A New Multi-Use Legend is Born
WD-40 was created in 1953 by Norman Larsen, an employee of the newly formed Rocket Chemical Company. It was produced specifically for use in the aerospace industry. The WD in the product's name stands for water displacement, while the 40 was added because it took the fledgling company 40 tries to perfect the formula. Once it did, aerospace contractor Convair was the first to use WD-40, applying it to the outer skin of the Atlas Missile to protect it from rust and corrosion.
A few years later, with employees regularly sneaking the product home for their personal use, the company began selling WD-40 to the public. Then, in 1969, Rocket Chemical Company renamed itself WD-40 Company, Inc. after its sole product. Today, the original WD-40 is still in use, although the company also sells product variations, such as WD-40 BIKE, a product line geared at cycling maintenance.
12 Uses for WD-40
Move over baking soda, because there's a new deep clean hack. Some of the most popular uses of WD-40 include cleaning power tools, fixing squeaky hinges, lubricating sticky drawers or wheels, and rust prevention. But enthusiastic consumers have reported to the company well over 2,000 ways in which the product can be used. Here are a dozen of the more creative ones.
- Untangling jewelry. Spray a little WD-40 on your tangled necklace or bracelet chain and you should be able to straighten it out in no time. Speaking of jewelry, WD-40 polishes gold as well.
- Removing chewing gum. If the kids get gum in their hair, a little blast of WD-40 will remove it in no time. (And it's a lot less messy than using peanut butter.) Just make sure to thoroughly rinse your child's hair afterward. WD-40 also will easily remove gum from the bottom of your shoe.
- Cleaning your car. Hate returning home from a summer trip and seeing your car's bumper, grill and windshield covered with dead insects? A few blasts of WD-40 and you can easily wipe them away. It can also be used to deep clean vinyl surfaces. In addition, you can use the spray to remove scuff marks, regular grime, tar and paint (if, say, a car sideswipes you). Best of all, it won't ruin your vehicle's own paint job in the process.
- Removing tape and sticker residue. You never need to worry about affixing a state park sticker to your windshield again. WD-40 will help you remove the sticker and clean off the sticky residue that remains. Ditto for cellophane tape. Spray some on, let it soak in a few minutes, then wipe.
- Rust prevention. WD-40 can prevents rust too. Use it on car and truck exteriors to help displace moisture and prevent rust from destroying your resale value.
- Cleaning garden tools. Don't replace your lawn mower of pruning shears. Pickup a can of WD-40 and a paper towel, use them with care, and enjoy another season of squeaky clean garden tools.
- Removing a variety of stains. Have some coffee stains on your carpet or jeans? WD-40 will remove them. This magical spray also removes lipstick, ink, tea, berry, tomato stains, and oil stains, lime stains in your toilet bowl, and hair color dye in your towels.

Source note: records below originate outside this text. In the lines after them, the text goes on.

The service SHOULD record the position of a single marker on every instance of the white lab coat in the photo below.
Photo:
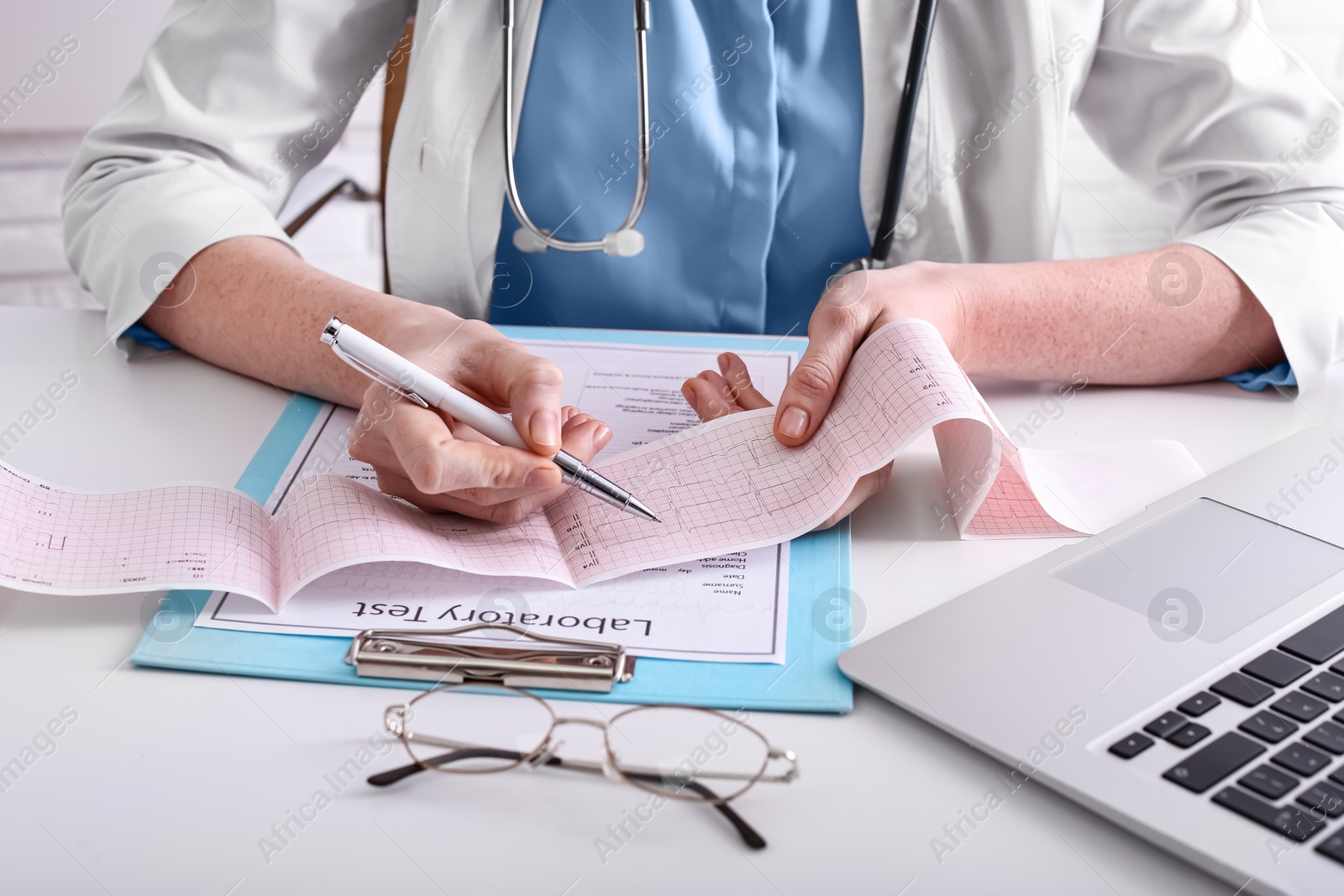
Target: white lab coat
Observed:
(239, 98)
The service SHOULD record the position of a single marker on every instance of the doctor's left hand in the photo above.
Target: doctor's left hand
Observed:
(850, 309)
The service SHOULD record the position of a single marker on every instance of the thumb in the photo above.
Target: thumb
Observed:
(531, 387)
(833, 333)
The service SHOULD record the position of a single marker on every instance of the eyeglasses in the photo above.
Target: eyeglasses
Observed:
(669, 750)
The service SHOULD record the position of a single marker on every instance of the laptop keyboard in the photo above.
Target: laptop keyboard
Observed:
(1287, 750)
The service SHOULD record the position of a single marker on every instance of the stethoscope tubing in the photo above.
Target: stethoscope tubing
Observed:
(642, 183)
(920, 40)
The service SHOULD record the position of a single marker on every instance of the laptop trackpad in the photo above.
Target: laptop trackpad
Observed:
(1206, 570)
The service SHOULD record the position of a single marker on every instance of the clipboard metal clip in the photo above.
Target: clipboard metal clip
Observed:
(570, 665)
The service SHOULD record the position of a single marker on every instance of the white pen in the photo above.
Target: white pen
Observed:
(383, 365)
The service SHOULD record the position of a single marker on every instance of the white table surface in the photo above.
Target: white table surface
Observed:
(167, 781)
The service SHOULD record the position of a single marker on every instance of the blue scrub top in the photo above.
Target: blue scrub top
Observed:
(756, 116)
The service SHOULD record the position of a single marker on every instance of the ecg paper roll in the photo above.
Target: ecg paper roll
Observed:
(726, 485)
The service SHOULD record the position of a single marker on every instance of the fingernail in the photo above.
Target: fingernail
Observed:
(544, 427)
(793, 422)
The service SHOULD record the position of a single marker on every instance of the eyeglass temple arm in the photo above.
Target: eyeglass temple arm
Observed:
(749, 835)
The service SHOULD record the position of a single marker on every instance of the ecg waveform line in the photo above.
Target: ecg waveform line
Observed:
(721, 486)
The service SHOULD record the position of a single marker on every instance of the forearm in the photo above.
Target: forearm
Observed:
(1132, 318)
(253, 307)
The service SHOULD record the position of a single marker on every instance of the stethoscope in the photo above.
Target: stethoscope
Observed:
(625, 241)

- Removing hard water spots. It's so annoying when your hard water leaves unsightly spots on your shower door or dishes, or porcelain, tile and metal surfaces. But spritz a little WD-40 on those spots, and you'll be able to easily wipe them away. If you use the spray on dishes, make sure to thoroughly wash before using them.
- Unsticking zippers. Jammed zippers can be so frustrating. Before discarding the item or potentially ruining it as you struggle to set the zipper free, try a little bit of WD-40. Many times, the lubricating properties of WD-40 is all you need to do.
- Keeping insects away. Hate spiders? Spray some WD-40 on your windowsills, doorframes or wherever they try to gain entry into your home. This will help keep the spiders — and other insects — out. Gardeners, a generous coating over your wire tomato plant cages will also keep bugs at bay.
- Putting a shine on artificial plants. If your artificial house plants look dusty and tired, spiff them up by wiping the leaves and similar foliage with some WD-40.
- Breaking in a baseball glove. Baseball gloves, and rubber gloves in general, are notoriously stiff. But, applying a thin layer of WD-40 to a dry cloth and apply it to your genuine leather baseball mitt to help soften the leather.
A Household Staple
The versatility of WD-40, as showcased in these 12 amazing uses, truly makes it a household staple. From untangling jewelry to revitalizing door hinges, this wonder spray continues to surprise with its multitude of applications. But these are just the tip of the iceberg.
With a little elbow grease and a can of WD-40, everyday problems don't stand a chance. While WD-40 is clearly a versatile and invaluable product, remember that it's flammable and should never be used in enclosed spaces.